2. Rechte aller Schattierungen sind auch schon lange der Ansicht, dass es ein Privileg und eine Ehre sei, Untertan der ‚eigenen‘ nationalen Obrigkeit zu sein. Daraus ergab sich, dass Leute, denen dieses Privileg und diese Ehre nicht von Geburt an zuteil geworden ist, Menschen minderen Werts und Rechts seien. Und auch das noch häufig: Dass mensch nicht Teil des nationalen Menschenschlag werden könne, sondern von Anfang an sein müsse, und darum auch die Nachfahr*innen von Einwanderer*innen selbst in der vierten Generation noch Menschen mit Migrationshintergrund seien. Diese rassistischen Überzeugungen teilt Wagenknecht so erst mal nicht. Sie leugnet aber, dass es sie überhaupt noch nennenswert gäbe und findet: Die Unterscheidung, ob „jemand im Land geboren ist oder zumindest schon lange dort lebt oder ob er von außen kommt und nun Rechte wahrnimmt, ohne je den mit ihnen verbundenen Verpflichtungen nachgekommen zu sein“, habe „mit Rassismus nichts zu tun.“ (S. 217/218). Denn: „In Wahrheit folgt aus der Idee der menschlichen Gleichheit aber keineswegs, dass wir die gleichen Verpflichtungen gegenüber allen Menschen haben. Sich mehr um Nahestehende als um Fernstehende zu kümmern ist nicht unmoralisch, sondern ein normales und legitimes menschliches Verhalten.“ (S. 130). Dass ‚wir‘ ‚uns‘ erstmal um ‚uns‘ kümmern, ist „normal“, und damit für Wagenknecht auch automatisch legitim — und wer ‚uns‘ ‚nahe‘ oder ‚fern‘ steht, wissen ‚wir‘ schon; weitere Fragen unerwünscht2. Wann jemand lange genug im Lande gelebt und genug Verpflichtungen erfüllt hat, um zum Deutschen ehrenhalber ernannt zu werden, das legt das nationale Kollektiv dann ganz sachlich, ohne alle moralische Weltbürgerei fest, wenn es nach Wagenknecht geht.

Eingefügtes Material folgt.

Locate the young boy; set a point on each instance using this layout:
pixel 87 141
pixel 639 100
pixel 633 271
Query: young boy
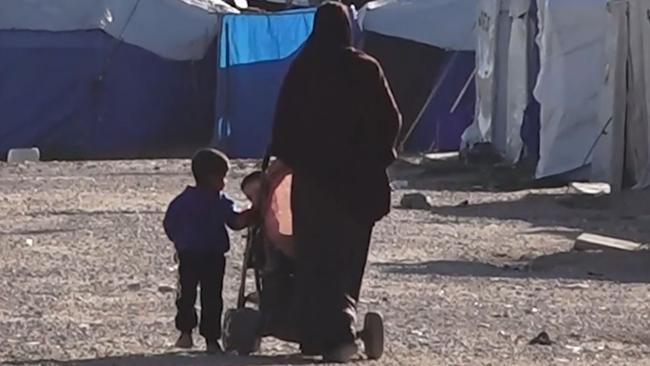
pixel 196 223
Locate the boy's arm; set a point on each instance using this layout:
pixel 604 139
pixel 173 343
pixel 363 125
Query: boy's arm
pixel 242 220
pixel 237 220
pixel 170 222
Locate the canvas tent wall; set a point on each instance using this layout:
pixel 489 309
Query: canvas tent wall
pixel 566 71
pixel 622 154
pixel 572 74
pixel 506 72
pixel 256 51
pixel 425 48
pixel 107 79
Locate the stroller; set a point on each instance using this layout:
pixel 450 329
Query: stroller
pixel 267 311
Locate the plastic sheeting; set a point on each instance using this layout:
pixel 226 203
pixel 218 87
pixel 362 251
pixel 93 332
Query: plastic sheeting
pixel 450 107
pixel 174 29
pixel 256 52
pixel 573 64
pixel 411 69
pixel 78 95
pixel 487 20
pixel 517 79
pixel 621 157
pixel 447 24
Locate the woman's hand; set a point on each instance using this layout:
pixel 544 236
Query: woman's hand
pixel 276 170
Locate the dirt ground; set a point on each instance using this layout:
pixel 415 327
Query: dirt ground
pixel 469 282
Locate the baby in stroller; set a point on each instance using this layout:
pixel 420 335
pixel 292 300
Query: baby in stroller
pixel 270 253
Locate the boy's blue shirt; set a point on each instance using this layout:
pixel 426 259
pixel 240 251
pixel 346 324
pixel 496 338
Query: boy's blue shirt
pixel 196 221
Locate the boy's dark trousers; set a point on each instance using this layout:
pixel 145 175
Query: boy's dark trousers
pixel 205 270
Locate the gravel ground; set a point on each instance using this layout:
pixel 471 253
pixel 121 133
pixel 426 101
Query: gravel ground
pixel 84 257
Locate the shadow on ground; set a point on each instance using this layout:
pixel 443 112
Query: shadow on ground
pixel 616 266
pixel 173 359
pixel 623 216
pixel 449 173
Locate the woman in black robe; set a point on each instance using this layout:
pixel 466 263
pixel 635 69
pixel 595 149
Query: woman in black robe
pixel 335 128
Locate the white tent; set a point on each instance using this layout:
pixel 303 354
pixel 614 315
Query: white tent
pixel 622 155
pixel 447 24
pixel 174 29
pixel 571 40
pixel 572 75
pixel 494 23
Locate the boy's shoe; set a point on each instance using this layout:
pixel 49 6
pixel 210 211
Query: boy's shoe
pixel 372 335
pixel 185 341
pixel 213 347
pixel 341 354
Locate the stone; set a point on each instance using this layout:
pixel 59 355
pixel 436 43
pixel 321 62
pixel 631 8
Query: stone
pixel 588 241
pixel 415 201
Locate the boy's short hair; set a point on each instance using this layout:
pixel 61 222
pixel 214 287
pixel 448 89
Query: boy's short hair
pixel 207 163
pixel 253 177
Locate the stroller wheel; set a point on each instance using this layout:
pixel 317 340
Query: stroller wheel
pixel 372 335
pixel 241 331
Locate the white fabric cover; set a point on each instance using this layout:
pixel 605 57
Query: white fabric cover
pixel 638 137
pixel 447 24
pixel 492 31
pixel 517 79
pixel 572 75
pixel 626 99
pixel 174 29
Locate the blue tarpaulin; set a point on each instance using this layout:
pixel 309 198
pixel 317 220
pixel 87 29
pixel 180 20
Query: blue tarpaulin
pixel 450 107
pixel 256 51
pixel 84 95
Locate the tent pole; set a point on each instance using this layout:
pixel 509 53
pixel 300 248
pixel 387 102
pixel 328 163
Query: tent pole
pixel 463 91
pixel 434 91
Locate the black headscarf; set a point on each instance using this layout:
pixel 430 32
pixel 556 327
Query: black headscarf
pixel 331 33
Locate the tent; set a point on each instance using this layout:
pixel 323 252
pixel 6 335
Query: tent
pixel 622 152
pixel 564 69
pixel 256 51
pixel 426 48
pixel 108 78
pixel 505 71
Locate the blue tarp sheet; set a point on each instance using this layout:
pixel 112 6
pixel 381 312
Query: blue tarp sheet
pixel 450 109
pixel 256 51
pixel 83 95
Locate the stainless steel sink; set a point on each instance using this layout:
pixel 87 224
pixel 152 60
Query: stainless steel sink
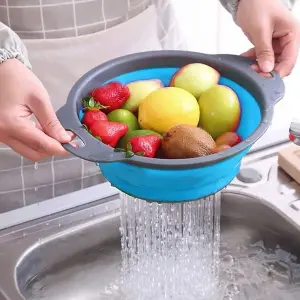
pixel 75 254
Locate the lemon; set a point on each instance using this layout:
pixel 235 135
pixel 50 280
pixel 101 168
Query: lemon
pixel 168 107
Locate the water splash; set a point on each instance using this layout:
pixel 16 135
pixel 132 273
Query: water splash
pixel 170 251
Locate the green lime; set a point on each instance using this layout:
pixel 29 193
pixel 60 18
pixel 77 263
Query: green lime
pixel 124 116
pixel 124 140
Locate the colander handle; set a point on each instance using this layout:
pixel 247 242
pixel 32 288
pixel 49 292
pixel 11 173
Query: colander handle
pixel 273 87
pixel 92 150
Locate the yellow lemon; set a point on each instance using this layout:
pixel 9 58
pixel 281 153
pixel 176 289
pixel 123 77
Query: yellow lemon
pixel 168 107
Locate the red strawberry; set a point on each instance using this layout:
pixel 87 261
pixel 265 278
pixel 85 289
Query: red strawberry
pixel 145 145
pixel 108 132
pixel 92 116
pixel 112 95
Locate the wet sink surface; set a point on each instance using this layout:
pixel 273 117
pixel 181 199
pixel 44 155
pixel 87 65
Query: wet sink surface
pixel 259 256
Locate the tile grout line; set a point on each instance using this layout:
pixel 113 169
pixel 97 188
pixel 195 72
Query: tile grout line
pixel 23 181
pixel 75 18
pixel 103 15
pixel 53 177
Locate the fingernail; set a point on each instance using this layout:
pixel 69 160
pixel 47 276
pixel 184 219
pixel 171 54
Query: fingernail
pixel 266 66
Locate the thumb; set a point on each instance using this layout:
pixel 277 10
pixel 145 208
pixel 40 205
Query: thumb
pixel 264 51
pixel 44 113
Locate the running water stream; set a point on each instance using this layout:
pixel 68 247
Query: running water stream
pixel 170 251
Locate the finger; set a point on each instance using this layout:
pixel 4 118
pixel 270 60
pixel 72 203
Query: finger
pixel 26 151
pixel 42 109
pixel 262 41
pixel 288 57
pixel 38 140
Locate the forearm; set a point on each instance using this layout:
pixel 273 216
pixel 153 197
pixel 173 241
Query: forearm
pixel 232 5
pixel 11 46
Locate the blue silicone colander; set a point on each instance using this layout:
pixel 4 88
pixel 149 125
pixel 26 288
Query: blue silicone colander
pixel 174 180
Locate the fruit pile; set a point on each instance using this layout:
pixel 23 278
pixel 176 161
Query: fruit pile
pixel 194 116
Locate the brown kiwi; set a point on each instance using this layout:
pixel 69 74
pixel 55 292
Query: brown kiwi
pixel 186 141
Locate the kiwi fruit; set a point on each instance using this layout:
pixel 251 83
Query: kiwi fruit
pixel 186 141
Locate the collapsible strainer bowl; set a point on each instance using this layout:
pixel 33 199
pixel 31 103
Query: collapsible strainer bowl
pixel 174 180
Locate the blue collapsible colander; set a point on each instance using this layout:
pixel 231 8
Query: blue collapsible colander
pixel 174 180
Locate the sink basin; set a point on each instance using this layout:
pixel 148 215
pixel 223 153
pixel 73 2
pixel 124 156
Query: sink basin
pixel 76 255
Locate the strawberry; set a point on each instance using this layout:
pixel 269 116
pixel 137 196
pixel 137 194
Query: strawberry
pixel 108 132
pixel 145 145
pixel 112 95
pixel 92 116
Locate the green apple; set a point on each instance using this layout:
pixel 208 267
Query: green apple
pixel 195 78
pixel 139 90
pixel 220 110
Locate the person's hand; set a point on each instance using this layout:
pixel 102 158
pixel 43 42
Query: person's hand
pixel 21 95
pixel 274 32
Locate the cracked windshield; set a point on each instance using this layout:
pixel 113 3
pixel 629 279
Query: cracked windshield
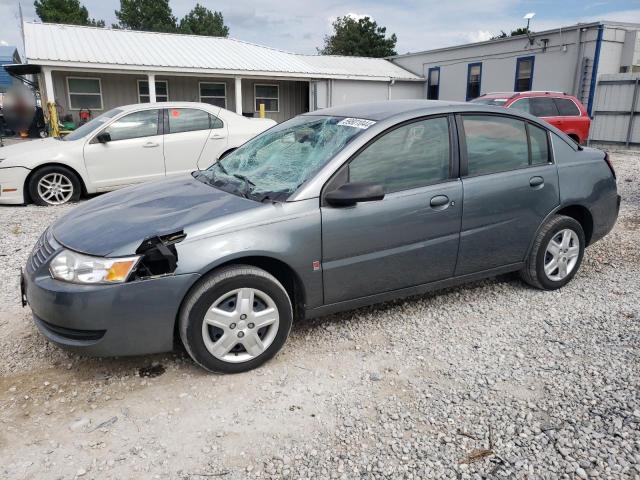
pixel 276 163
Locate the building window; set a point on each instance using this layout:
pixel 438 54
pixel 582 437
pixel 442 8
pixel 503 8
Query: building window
pixel 433 84
pixel 162 91
pixel 269 95
pixel 214 94
pixel 474 80
pixel 84 93
pixel 524 74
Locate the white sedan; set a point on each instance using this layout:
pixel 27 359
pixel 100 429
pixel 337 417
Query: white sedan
pixel 126 145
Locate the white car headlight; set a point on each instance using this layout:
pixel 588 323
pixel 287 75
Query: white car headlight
pixel 78 268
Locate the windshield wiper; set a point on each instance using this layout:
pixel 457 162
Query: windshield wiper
pixel 248 184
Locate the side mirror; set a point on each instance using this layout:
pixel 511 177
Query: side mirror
pixel 104 137
pixel 351 193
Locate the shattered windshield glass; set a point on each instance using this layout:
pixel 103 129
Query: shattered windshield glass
pixel 274 164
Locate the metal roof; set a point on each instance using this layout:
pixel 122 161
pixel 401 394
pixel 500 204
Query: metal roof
pixel 8 52
pixel 100 48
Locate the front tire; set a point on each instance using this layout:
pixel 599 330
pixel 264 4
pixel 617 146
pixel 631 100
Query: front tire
pixel 54 185
pixel 556 255
pixel 235 319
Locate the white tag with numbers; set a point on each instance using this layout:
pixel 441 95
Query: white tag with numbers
pixel 356 122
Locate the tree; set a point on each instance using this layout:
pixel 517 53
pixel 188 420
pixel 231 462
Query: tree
pixel 514 33
pixel 202 21
pixel 147 15
pixel 69 12
pixel 358 37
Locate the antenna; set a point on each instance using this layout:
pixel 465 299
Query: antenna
pixel 24 48
pixel 528 18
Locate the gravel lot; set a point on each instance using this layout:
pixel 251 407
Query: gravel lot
pixel 491 380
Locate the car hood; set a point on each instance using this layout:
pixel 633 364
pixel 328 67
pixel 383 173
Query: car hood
pixel 24 153
pixel 121 220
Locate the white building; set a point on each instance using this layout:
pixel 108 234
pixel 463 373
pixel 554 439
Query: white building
pixel 101 68
pixel 567 59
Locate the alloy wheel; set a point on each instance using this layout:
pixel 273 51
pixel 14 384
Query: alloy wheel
pixel 55 188
pixel 240 325
pixel 561 255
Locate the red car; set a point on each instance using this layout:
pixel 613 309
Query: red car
pixel 563 111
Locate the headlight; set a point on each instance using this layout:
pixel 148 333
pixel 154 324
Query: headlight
pixel 78 268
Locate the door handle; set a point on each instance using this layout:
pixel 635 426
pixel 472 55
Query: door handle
pixel 439 202
pixel 536 182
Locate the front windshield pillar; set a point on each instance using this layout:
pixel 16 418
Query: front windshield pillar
pixel 238 89
pixel 151 80
pixel 48 85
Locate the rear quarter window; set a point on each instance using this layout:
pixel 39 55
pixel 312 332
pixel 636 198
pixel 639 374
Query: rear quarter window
pixel 562 151
pixel 567 108
pixel 495 144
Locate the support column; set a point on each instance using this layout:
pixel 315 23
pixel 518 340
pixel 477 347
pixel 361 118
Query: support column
pixel 151 78
pixel 48 85
pixel 238 91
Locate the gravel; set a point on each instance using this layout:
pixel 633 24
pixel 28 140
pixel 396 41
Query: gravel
pixel 490 380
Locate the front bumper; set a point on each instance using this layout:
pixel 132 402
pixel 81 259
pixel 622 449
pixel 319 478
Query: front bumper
pixel 133 318
pixel 12 185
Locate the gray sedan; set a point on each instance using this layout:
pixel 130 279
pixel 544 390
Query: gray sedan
pixel 329 211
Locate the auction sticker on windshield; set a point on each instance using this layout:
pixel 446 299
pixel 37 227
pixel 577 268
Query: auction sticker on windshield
pixel 356 122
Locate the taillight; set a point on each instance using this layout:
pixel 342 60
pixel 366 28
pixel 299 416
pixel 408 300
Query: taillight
pixel 608 160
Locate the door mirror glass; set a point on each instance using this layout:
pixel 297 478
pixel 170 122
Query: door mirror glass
pixel 351 193
pixel 103 137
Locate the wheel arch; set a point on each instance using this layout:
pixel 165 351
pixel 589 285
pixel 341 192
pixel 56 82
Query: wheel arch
pixel 27 195
pixel 582 215
pixel 578 212
pixel 282 271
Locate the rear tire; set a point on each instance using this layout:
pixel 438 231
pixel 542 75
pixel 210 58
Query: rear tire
pixel 235 319
pixel 556 254
pixel 54 185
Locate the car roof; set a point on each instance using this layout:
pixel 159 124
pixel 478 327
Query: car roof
pixel 527 94
pixel 137 106
pixel 386 109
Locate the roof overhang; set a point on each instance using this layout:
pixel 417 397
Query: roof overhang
pixel 173 71
pixel 22 69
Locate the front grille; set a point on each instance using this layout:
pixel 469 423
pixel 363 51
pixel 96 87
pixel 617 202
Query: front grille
pixel 42 251
pixel 71 333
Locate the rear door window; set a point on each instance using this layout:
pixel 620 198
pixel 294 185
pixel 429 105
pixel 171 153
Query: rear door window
pixel 566 107
pixel 543 107
pixel 495 144
pixel 135 125
pixel 188 120
pixel 410 156
pixel 524 105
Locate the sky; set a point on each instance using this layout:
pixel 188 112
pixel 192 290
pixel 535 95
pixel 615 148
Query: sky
pixel 300 25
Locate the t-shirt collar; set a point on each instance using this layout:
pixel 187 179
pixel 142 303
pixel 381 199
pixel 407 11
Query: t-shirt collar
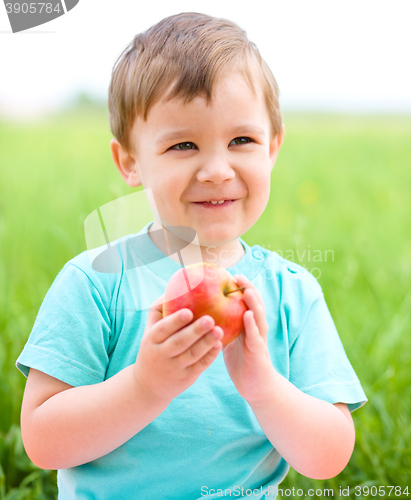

3. Rechte aller Schattierungen haben auch schon seit Langem den Wunsch , dass sich das ganze Volk ganz einig darin sein möge, das ‚eigene‘ Vaterland für das beste auf der Welt zu halten. Früher sahen sie den hauptsächlichen Störfaktor dabei in Leuten, die der Ansicht waren, den unteren Klassen ginge es nicht gut genug, und die sollten deswegen mal ein bisschen Rabatz machen. Aber schon immer haben Rechte allerhand ‚fremdländische‘ Einflüsse und Leute als schädlich für den nationalen Zusammenhalt denunziert. Sie waren sich sicher: Einigkeit kommt nur aus Einheitlichkeit, zumindest kultureller, wenn nicht ‚rassischer‘ oder wie es heute so schön heißt: ‚ethnischer‘. Früher war es der Kampf gegen ‚Französlinge‘‘, ‚polnische Wirtschaft‘ und die angebliche ‚Verjudung des öffentlichen Lebens‘, später hieß es kurz und knackig ‚Ausländer raus‘, und heute ist es oftmals der Kampf gegen die ‚Islamisierung des Abendlandes‘. Auch das kann Wagenknecht sehr gut verstehen. Rassismus sieht sie weit und breit gar nicht, und an Nationalismus kann sie nichts weiter Schlimmes entdecken. Und wenn sie auch auf Verschwörungstheorien verzichtet, so glaubt sie in der Anwesenheit von vielen Migrant*innen doch eine Strategie des Kapitals zu entdecken, für „billige Arbeitskräfte und die Spaltung der Arbeitnehmerschaft“3 (S. 153). Antirassismus sei demgegenüber nichts anderes als der Versuch der gutsituierten Mittelschicht, ‚ganz normale‘ Ansichten als rassistisch zu verteufeln, um die eigenen Privilegien zu verteidigen, während mensch ärmere ‚Volksgenoss*innen‘ vernachlässigt.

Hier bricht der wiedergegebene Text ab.